La rencontre manquée
Le voilà. Je n’ai rien vu. Qu’une silhouette magnifique qui fuit devant moi. Les bois d’un jeune adulte, qui déjà prennent une forme majestueuse. Je reste figée, engluée dans ce pas qui l’a fait fuir. Dégoûtée, en colère. J’ai effrayé un magnifique cerf.
Déjà je me figure ce qui aurait pour être. Une de ces rencontres miraculeuses où tu te sens privilégié, humilié – dans l’authentique sens de celui qui gagne en humilité – car remis à ta juste place dans le vivant. À ce moment, tout ce que tu espères, c’est que l’animal t’ignore, et qu’il continue sa vie tranquille. C’est le plus beau cadeau qu’un animal sauvage puisse te faire : t’ignorer, et te montrer par là que tu n’es pas un danger. Alors tu oublies le froid et la crampe. Tu restes là où il t’a surpris, et tu cueilles cet instant privilégié dans la pluie et le vent. Quand tu en ressors, tu as pris une autre dimension.
Aujourd’hui ça ne m’arrivera pas. Pétrifiée devant les branches qui bougent encore de sa fuite, je ramasse les regrets d’une rencontre manquée, et j’écoute la leçon.
La leçon
Les rencontres animales m’ont toujours été offertes quand je ne les attendais plus. Mais encore faut-il que je sois prête à les recevoir si elles se présentent. À trop rester empêtrée dans mes pensées, je ne suis pas attentive, et j’arrive comme un boulet en faisant fuir l’animal. Il faut pouvoir être attentif, sans attendre. Se maintenir dans la tension de la réceptivité, en ayant totalement relâché l’attente (l’expectation en anglais serait un mot plus précis). Être en espérance, parce qu’on a enfin relâché l’espoir. L’espoir est une hypertension. L’espérance est un relâchement de l’espoir.
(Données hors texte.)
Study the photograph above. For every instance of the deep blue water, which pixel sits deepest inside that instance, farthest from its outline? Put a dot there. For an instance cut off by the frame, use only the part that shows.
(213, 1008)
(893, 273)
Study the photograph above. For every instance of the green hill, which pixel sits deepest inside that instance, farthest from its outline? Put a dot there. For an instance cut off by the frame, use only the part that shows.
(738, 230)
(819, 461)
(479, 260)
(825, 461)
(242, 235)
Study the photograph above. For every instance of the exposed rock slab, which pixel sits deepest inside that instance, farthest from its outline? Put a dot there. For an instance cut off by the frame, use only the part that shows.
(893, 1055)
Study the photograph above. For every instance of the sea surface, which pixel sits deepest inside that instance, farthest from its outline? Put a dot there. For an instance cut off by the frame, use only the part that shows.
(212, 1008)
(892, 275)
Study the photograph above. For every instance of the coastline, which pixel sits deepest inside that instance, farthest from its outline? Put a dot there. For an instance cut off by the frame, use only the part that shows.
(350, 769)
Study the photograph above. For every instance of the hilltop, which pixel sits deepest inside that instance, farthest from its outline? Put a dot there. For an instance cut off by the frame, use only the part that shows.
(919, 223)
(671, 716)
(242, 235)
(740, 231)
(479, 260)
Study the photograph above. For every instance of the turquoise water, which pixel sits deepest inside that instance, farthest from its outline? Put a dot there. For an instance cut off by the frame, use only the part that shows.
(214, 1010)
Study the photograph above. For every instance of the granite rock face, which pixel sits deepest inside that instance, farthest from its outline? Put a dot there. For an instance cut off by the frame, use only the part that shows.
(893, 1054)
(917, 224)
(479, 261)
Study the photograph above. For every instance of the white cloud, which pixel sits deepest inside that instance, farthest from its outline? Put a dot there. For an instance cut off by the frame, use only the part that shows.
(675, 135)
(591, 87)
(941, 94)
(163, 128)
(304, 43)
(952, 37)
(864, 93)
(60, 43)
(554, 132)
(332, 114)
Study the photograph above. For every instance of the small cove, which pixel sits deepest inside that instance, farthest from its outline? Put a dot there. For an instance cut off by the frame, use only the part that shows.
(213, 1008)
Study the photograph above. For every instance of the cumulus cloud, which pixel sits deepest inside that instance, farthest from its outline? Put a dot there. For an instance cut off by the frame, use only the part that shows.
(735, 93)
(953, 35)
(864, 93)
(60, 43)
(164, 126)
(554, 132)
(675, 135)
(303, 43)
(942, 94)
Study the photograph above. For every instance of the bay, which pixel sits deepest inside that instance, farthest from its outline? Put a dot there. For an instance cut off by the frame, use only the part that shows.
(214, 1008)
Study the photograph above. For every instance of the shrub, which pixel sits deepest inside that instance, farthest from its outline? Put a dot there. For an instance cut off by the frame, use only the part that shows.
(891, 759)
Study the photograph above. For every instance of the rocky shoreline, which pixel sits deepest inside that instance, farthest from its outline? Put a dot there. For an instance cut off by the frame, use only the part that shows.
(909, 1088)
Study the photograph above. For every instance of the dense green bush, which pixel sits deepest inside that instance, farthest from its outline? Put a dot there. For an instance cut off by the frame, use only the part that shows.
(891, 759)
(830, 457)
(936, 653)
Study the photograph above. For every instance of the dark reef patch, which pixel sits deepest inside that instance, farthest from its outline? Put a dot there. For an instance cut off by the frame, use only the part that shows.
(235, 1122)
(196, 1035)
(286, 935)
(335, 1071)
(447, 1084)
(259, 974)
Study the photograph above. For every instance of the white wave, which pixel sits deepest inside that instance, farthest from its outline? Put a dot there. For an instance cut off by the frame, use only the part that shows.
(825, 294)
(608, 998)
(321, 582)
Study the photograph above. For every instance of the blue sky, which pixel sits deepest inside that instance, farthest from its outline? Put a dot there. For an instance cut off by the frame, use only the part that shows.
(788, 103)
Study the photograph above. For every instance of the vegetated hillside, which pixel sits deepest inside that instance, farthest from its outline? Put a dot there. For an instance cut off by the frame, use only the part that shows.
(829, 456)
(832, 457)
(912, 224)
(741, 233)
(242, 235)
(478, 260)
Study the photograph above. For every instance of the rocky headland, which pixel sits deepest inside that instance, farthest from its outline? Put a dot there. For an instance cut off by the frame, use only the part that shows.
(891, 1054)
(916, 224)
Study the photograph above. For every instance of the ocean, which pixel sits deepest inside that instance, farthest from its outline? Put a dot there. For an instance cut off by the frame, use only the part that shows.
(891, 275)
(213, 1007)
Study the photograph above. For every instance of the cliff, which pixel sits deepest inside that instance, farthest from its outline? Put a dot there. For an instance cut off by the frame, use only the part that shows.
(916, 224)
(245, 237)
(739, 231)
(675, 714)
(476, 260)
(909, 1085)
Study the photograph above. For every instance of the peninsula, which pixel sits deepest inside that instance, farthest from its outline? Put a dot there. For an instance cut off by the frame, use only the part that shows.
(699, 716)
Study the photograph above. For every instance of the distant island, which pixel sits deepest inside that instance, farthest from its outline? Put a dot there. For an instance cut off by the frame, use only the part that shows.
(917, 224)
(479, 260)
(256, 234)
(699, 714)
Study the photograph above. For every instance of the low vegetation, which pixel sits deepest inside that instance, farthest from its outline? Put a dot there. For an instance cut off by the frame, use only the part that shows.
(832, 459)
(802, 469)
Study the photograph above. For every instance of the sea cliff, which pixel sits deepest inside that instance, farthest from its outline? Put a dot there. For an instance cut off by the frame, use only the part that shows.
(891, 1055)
Il s’agit d’être présent à ce que je fais, d’être conscient de mon geste : du poids de mon pied, du volume de ma voix, du ton sur lequel je prononce ces mots, du regard que j’impose ou que je refuse à l’autre. Savoir peser le poids de mon silence comme celui de mon bavardage. Et dans cette conscience, et par cette conscience, pouvoir m’abandonner à tout ce qui peut advenir. Savoir accueillir et pouvoir répondre à cette rencontre imprévue, à ce détour du chemin, à cet horaire bousculé, à ces a priori que j’avais et finalement…
Disponible et attentif
Un cerf en fuite vient de m’apprendre l’art d’être attentif et disponible. En tension et en relâchement. Me laisser porter, mais ne jamais m’en remettre. Marcher sur mon chemin de vie sans brandir les pancartes de mes désirs, mes aspirations, de mes peurs ou de mes croyances. Mais bien y marcher avec mon pas, mon déhanché, ma vitesse. En pleine conscience et en pleine vérité de ce que je suis. Ne pas m’absenter, jamais. Pour ne pas faire fuir les chances qui s’offrent. Ne plus espérer que ça arrive, mais se contenter d’être une partie du vent qui forme une grande vague, vers un autre monde possible.
Ce jour-là, j’ai marché avec des œillères. J’ai marché pour fuir. Je marchais contre le monde qui me ferme toujours ses portes. Si j’avais été attentive au monde que je pénétrais, mon pas aurait été plus léger, et j’aurais repéré le cerf, assez tôt pour m’arrêter avant de l’effrayer. Sa présence aurait été un cadeau. À moins… qu’elle le soit quand même. Et que je n’ai plus qu’à le remercier d’avoir fui ce jour-là.